Identify Potentially Duplicated Data Uploads by Multiple Organizations — TADA_FindPotentialDuplicatesMultipleOrgs • EPATADA

Identifies data records uploaded by different organizations with the same date, time, characteristic name, and result value within X meters of each other and flags as potential duplicates. However, it is at the discretion of the data user to determine if the data records are unique or represent overlap that could cause issues in the data analysis.

Usage

TADA_FindPotentialDuplicatesMultipleOrgs(
  .data,
  dist_buffer = 100,
  org_hierarchy = "none"
)

Arguments

.data: TADA dataframe
dist_buffer: Numeric. The distance in meters below which two sites with measurements at the same time on the same day of the same parameter will be flagged as potential duplicates.
org_hierarchy: Vector of organization identifiers that acts as the order in which the function should select a result as the representative duplicate, based on the organization that collected the data. If left blank, the function chooses the representative duplicate result at random.

Value

The same input TADA dataframe with four additional columns: a TADA.MultipleOrgDuplicate column indicating if there is evidence that results are likely duplicated due to submission of the same dataset by two or more different organizations, a TADA.MultipleOrgDupGroupID column containing a number unique to results that may represent duplicated measurement events, a TADA.ResultSelectedMultipleOrgs column indicating which rows are selected to keep (Y) and remove (N) based on the org hierarchy, and a TADA.MonitoringLocationIdentifier column indicating which monitoring locations are within the distance buffer from each other.

Details

This function runs TADA_FindNearbySites within it which adds the TADA.MonitoringLocationIdentifier field. Duplicates are only flagged as duplicates if the distance between sites is less than the function input dist_buffer (default is 100m). Each group in the TADA.MonitoringLocationIdentifier field indicates that the sites within each group are within the specified distance from each other.

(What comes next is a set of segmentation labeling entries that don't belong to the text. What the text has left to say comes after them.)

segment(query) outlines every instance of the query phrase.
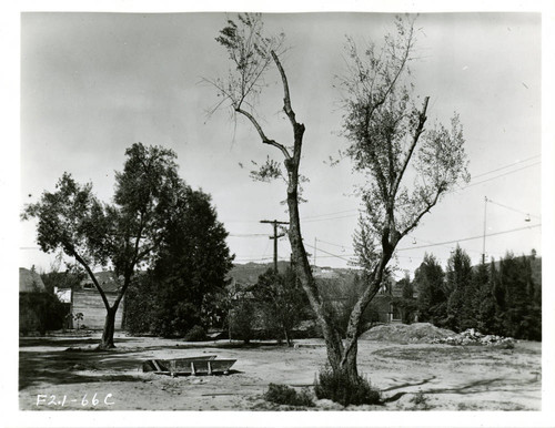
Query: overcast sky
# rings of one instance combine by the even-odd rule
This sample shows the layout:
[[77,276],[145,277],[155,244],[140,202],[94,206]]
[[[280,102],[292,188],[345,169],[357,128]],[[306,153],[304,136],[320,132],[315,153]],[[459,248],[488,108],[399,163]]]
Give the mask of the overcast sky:
[[[392,14],[265,14],[270,32],[286,34],[283,65],[296,118],[306,126],[301,206],[307,251],[319,266],[346,266],[353,255],[360,200],[349,160],[325,161],[345,149],[340,135],[345,34],[380,42]],[[229,111],[209,116],[216,92],[203,78],[224,75],[226,53],[215,41],[223,13],[23,13],[21,18],[21,200],[53,190],[64,171],[110,201],[114,171],[135,142],[178,153],[181,176],[210,193],[230,232],[236,262],[270,262],[271,227],[287,220],[283,183],[256,183],[250,161],[266,155],[243,119]],[[428,121],[461,115],[472,182],[448,194],[400,244],[398,267],[413,269],[425,252],[445,265],[457,242],[474,263],[481,258],[484,197],[486,254],[542,254],[541,16],[537,13],[436,13],[416,21],[416,93],[430,96]],[[278,75],[261,96],[268,134],[289,143]],[[243,169],[240,166],[243,164]],[[30,195],[30,196],[29,196]],[[529,214],[529,222],[525,222]],[[478,237],[478,238],[474,238]],[[442,245],[434,245],[445,243]],[[37,249],[34,224],[21,224],[20,265],[48,269]],[[289,258],[286,238],[280,257]]]

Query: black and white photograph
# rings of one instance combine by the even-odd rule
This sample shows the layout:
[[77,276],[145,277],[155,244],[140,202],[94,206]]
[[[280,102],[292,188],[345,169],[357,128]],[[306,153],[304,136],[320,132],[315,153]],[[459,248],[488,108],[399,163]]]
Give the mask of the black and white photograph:
[[18,13],[16,412],[544,426],[553,10],[201,8]]

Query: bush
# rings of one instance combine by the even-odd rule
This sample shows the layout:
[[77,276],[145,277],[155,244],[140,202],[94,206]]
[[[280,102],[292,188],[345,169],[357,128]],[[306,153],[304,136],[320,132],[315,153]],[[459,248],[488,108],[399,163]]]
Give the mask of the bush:
[[286,385],[270,384],[264,399],[279,405],[314,407],[314,401],[312,401],[307,389],[297,393]]
[[418,389],[418,393],[411,398],[411,402],[414,404],[414,410],[430,410],[432,408],[422,389]]
[[359,376],[356,381],[352,381],[346,373],[334,373],[329,367],[320,371],[314,391],[319,399],[327,398],[345,407],[382,404],[380,390],[372,387],[369,380]]
[[255,308],[252,302],[242,298],[235,302],[228,319],[230,324],[230,339],[243,340],[249,344],[254,337],[254,314]]
[[203,342],[206,340],[206,332],[201,326],[196,325],[186,332],[185,342]]

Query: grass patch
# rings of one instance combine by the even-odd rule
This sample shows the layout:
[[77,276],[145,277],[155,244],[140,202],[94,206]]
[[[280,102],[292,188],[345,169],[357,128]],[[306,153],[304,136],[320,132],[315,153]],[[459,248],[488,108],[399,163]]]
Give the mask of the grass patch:
[[264,394],[264,399],[279,405],[314,407],[314,401],[307,388],[303,388],[301,393],[297,393],[286,385],[270,384],[268,391]]
[[374,388],[370,380],[359,377],[353,381],[345,373],[334,373],[326,367],[319,374],[319,380],[314,387],[319,399],[326,398],[342,406],[349,405],[381,405],[382,395]]

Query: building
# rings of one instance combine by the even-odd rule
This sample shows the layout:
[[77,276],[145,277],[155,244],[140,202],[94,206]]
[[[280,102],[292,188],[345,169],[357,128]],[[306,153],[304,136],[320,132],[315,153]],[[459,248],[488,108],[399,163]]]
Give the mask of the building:
[[34,269],[19,268],[19,293],[46,293],[47,287]]
[[[104,291],[108,302],[112,305],[121,287],[120,279],[111,271],[97,272],[94,276]],[[72,289],[54,287],[54,293],[62,302],[71,304],[70,313],[73,315],[73,327],[77,327],[78,314],[82,314],[79,316],[79,328],[102,329],[104,327],[107,314],[104,303],[90,277],[83,279],[79,286]],[[124,298],[121,300],[115,314],[117,330],[123,328],[124,300]]]

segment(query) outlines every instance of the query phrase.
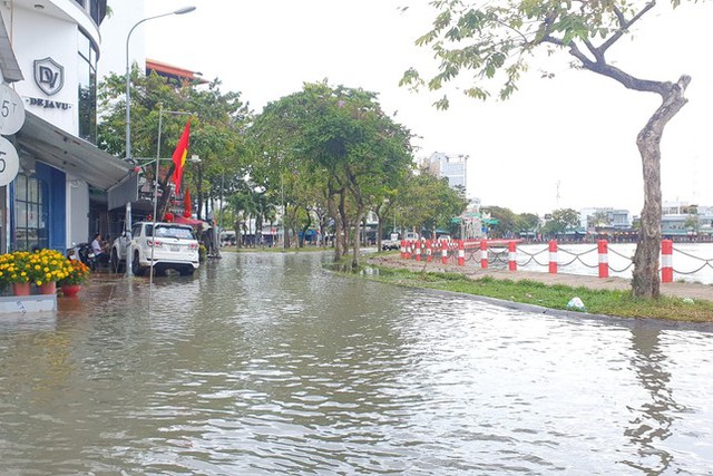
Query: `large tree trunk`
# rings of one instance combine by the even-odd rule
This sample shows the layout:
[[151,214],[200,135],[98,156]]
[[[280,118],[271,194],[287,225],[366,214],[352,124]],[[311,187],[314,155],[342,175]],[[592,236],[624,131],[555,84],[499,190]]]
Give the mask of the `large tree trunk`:
[[342,217],[339,213],[336,201],[334,200],[334,194],[330,192],[330,196],[326,200],[326,207],[329,210],[330,215],[334,220],[334,261],[339,261],[342,259]]
[[683,95],[688,82],[691,77],[682,76],[678,82],[672,85],[670,93],[663,97],[662,105],[636,138],[644,168],[644,208],[632,279],[632,293],[637,298],[657,299],[661,295],[661,138],[668,120],[687,103]]
[[361,226],[359,224],[362,221],[363,210],[362,206],[359,207],[356,220],[354,220],[356,226],[354,226],[354,242],[352,243],[352,270],[359,268],[359,250],[361,247]]

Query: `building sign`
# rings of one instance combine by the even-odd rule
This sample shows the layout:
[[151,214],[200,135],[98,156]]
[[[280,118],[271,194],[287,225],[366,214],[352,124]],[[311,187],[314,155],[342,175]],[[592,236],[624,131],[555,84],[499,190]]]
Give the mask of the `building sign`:
[[0,85],[0,134],[9,136],[25,124],[25,104],[10,86]]
[[36,59],[35,82],[47,96],[56,95],[65,86],[65,68],[49,57]]
[[45,109],[71,109],[71,104],[61,100],[42,99],[39,97],[26,97],[25,101],[30,106],[42,107]]

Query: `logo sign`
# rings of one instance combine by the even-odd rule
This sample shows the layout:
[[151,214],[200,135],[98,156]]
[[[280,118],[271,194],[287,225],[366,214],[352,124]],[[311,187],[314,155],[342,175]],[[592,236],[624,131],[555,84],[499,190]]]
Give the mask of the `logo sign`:
[[11,135],[25,124],[25,103],[20,95],[6,84],[0,85],[0,134]]
[[65,68],[49,57],[36,59],[35,82],[46,95],[52,96],[65,86]]
[[0,186],[8,185],[18,176],[20,158],[10,140],[0,137]]

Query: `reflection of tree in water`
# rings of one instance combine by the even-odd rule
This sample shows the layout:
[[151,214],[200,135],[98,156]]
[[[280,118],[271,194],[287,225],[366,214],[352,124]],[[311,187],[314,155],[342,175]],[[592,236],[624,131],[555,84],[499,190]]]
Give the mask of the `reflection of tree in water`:
[[644,402],[639,409],[631,408],[637,417],[629,421],[629,428],[624,431],[624,436],[638,447],[641,459],[623,463],[646,475],[658,475],[666,472],[673,456],[657,448],[656,443],[671,436],[674,420],[672,414],[682,410],[682,407],[673,399],[668,388],[671,373],[663,368],[666,356],[658,347],[661,329],[634,326],[631,330],[632,349],[635,352],[632,365],[651,400]]

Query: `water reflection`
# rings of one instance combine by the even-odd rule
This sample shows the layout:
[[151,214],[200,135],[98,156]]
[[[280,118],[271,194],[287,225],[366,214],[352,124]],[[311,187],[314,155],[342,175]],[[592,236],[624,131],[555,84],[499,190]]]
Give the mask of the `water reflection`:
[[[0,321],[7,474],[706,474],[713,339],[228,254]],[[150,307],[149,307],[150,301]],[[675,397],[675,398],[674,398]]]
[[660,347],[661,329],[646,324],[631,328],[634,356],[632,367],[641,386],[648,394],[638,408],[631,407],[634,418],[624,431],[637,447],[638,459],[624,463],[646,475],[665,473],[673,455],[661,443],[672,435],[674,412],[683,408],[673,399],[668,387],[671,373],[665,370],[666,356]]

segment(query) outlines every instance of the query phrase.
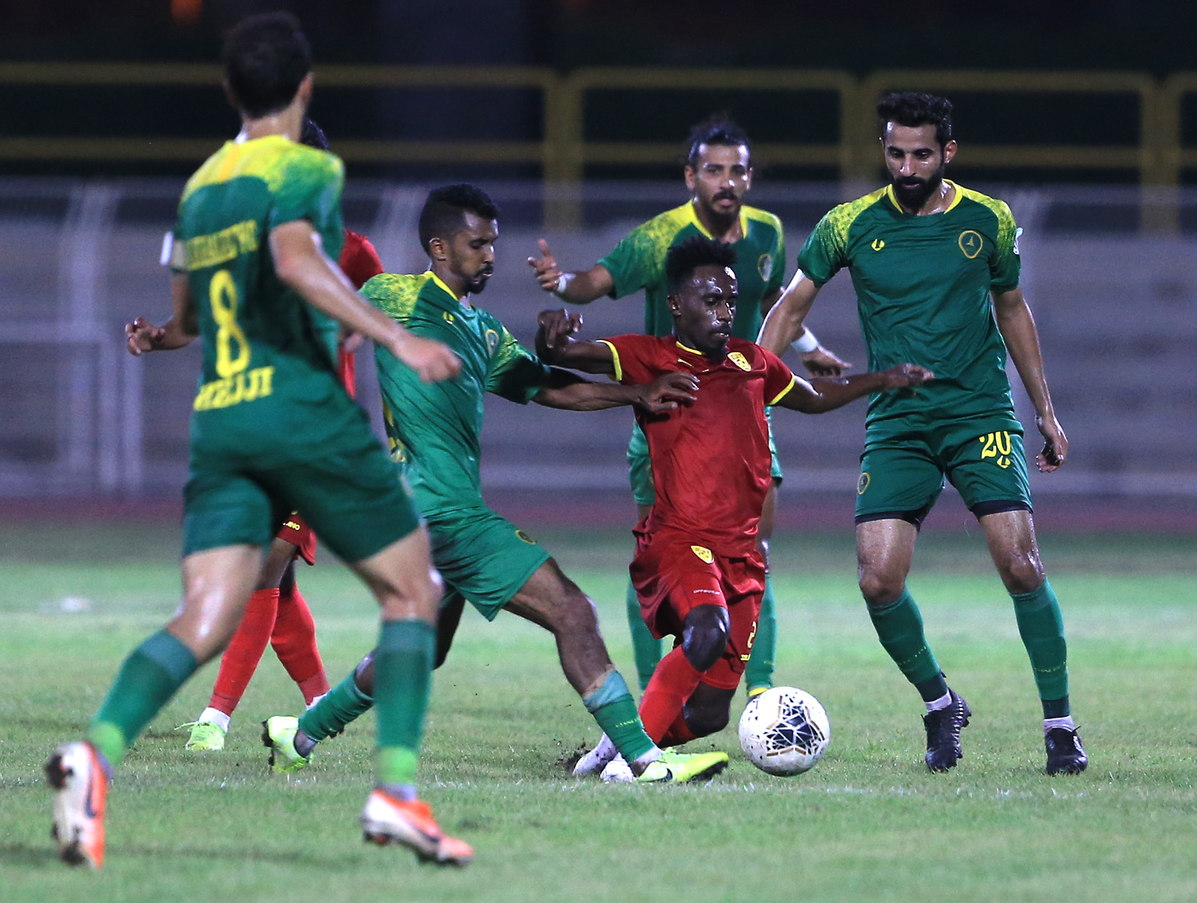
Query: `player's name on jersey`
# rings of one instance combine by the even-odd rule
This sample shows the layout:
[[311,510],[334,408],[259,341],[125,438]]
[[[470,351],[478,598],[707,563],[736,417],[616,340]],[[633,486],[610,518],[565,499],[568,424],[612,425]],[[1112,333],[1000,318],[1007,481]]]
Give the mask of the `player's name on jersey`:
[[274,367],[257,367],[224,379],[213,379],[200,386],[195,410],[231,408],[242,402],[265,398],[274,391]]
[[233,222],[227,228],[187,239],[187,268],[203,269],[257,250],[257,220]]

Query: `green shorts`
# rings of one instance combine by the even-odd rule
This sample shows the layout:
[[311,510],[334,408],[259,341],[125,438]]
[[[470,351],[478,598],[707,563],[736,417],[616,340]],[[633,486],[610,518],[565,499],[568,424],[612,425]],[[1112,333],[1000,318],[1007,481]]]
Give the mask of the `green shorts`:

We recommend running TADA_FindPotentialDuplicatesMultipleOrgs after running TADA_FindPotentialDuplicatesSingleOrg.

Examples

if (FALSE) { # \dontrun{
# Load dataset
dat <- TADA_DataRetrieval(
  startDate = "2022-09-01",
  endDate = "2023-05-01", statecode = "PA", sampleMedia = "Water", ask = FALSE
)
unique(dat$OrganizationIdentifier)
# If duplicates across organizations exist, pick the result belonging
# to "21PA_WQX" if available.
dat1 <- TADA_FindPotentialDuplicatesMultipleOrgs(dat,
  dist_buffer = 100, org_hierarchy = c("21PA_WQX")
)
table(dat1$TADA.ResultSelectedMultipleOrgs)
} # }